I'm currently my fourth year into a PhD in computer science. The PhD hasn't gone nearly as smoothly as I would have liked. There was a lot of changing the scope, and trying to re-identify a good research contribution. There was also a substantial prototype project involved that inevitably had bugs that took far too many hours to solve. I started trying to submit papers for conference by the end of my second year... but I have not met much success. There are only two major conferences that I am aware of that my research is directly applicable to, as well as a couple more general conferences. Since you can't submit the same paper to more than one venue at a time, and because a lot of the submission dates overlap, each year I've been making 2 or 3 submissions.
Each rejection I try to take the criticism on the chin, and use their recommendations for improving the next submission but it's still pretty disheartening. The most recent submission had 2 accepts and 1 reject on the peer review, and the paper was ultimately rejected for publication. As it stands I have a single paper from a PhD symposium giving some early results, and I have a conference publication from my Masters on a separate topic. Unfortunately, no one else in my department is working on the same material, and my supervisor has very little experience in the area, so I don't have any real opportunity to collaborate and bump up my publication count as a co-author.

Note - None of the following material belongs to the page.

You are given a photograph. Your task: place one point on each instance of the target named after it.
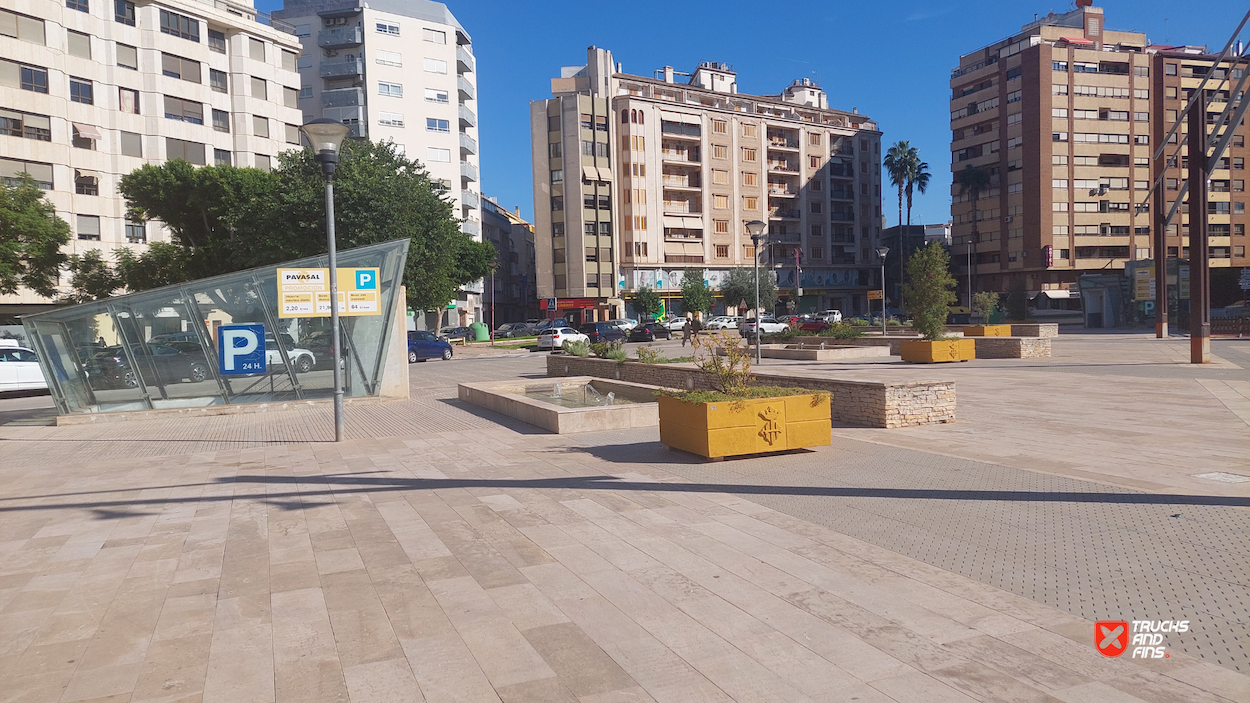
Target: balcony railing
(343, 98)
(343, 69)
(340, 36)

I'm certain there is a real research contribution there and that if I keep revising and submitting the paper that it will eventually pass the reviewer-lottery and it will get published. I had wanted to become an academic, but with my lack of publication success I do wonder if that's still a viable career path.
So my question is- is getting published important enough that I should actually delay thesis submission until I finally get the main paper published?